Regarding profitability, CEO Tony Smurfit remarks, “I am pleased to report EBITDA (earnings before interest, taxes, depreciation and amortization) for the fourth quarter of €351 million ($431 million), an increase of 10 percent year on year. Our EBITDA margin for the quarter at 15.9 percent also improved both year on year and on a sequential basis. Our full-year EBITDA was €1.24 billion ($1.52 billion), a record for the group, with an EBITDA margin of 14.5 percent.”
As far as business conditions in the containerboard and box-making sectors, Smurfit adds, “Our full year result was delivered against a backdrop of an increase in excess of €120 million ($147 million) in recovered fiber costs, generally higher raw material costs and adverse currency movements.”
Adds Smurfit, “This improved result for the year, and more importantly for the fourth quarter, reflects the benefits of our continued focus on offering our customers cost-effective and innovative solutions, our capital expenditure program, input cost recovery through paper and box price increases and generally strong markets. We also continue to benefit from the group’s geographic reach and integrated model, which support our customers by ensuring security of supply in very tight markets.”
Of its largest market, Smurfit comments, “Our European business showed very strong progression for the quarter, growing its margin to 16.5 percent. This strong performance came as a result of high levels of demand across most product lines and input cost recovery. Security of supply for our customers is key for us and we have been investing accordingly.”
He continues, “In the Americas, reported EBITDA of €311 million ($382 million) and a 14.4 percent margin came in below our expectations. The result was impacted by a number of factors, including increased recovered fiber costs, adverse weather events in the latter half of the year, the continued rise in containerboard prices where we are a significant net buyer of approximately 300,000 metric tons and adverse currency moves.”

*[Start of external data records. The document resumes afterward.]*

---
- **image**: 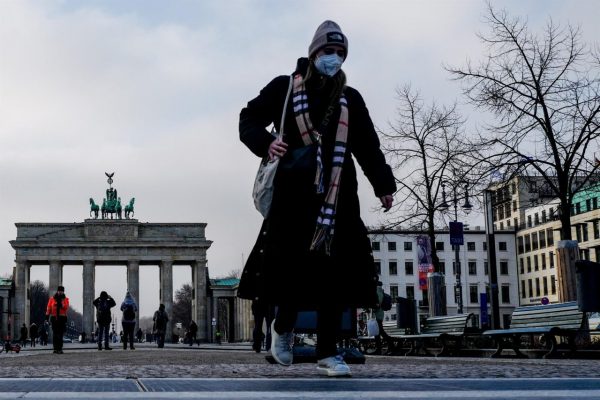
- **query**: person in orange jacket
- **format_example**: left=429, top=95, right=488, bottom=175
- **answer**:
left=45, top=285, right=69, bottom=354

Looking forward, Smurfit says, “As we start 2018, the benefits of paper-based packaging are being increasingly recognized as the most sustainable, biodegradable solution for both our customers and their end customers. While we continue to experience currency volatility, wage inflation as well as higher energy and other input costs, 2018 has seen the continuation of good demand in Europe, further input cost recovery and signs of improvement in our Americas business. The group has exciting plans in place to continue our development and sustain our industry leadership into the future.”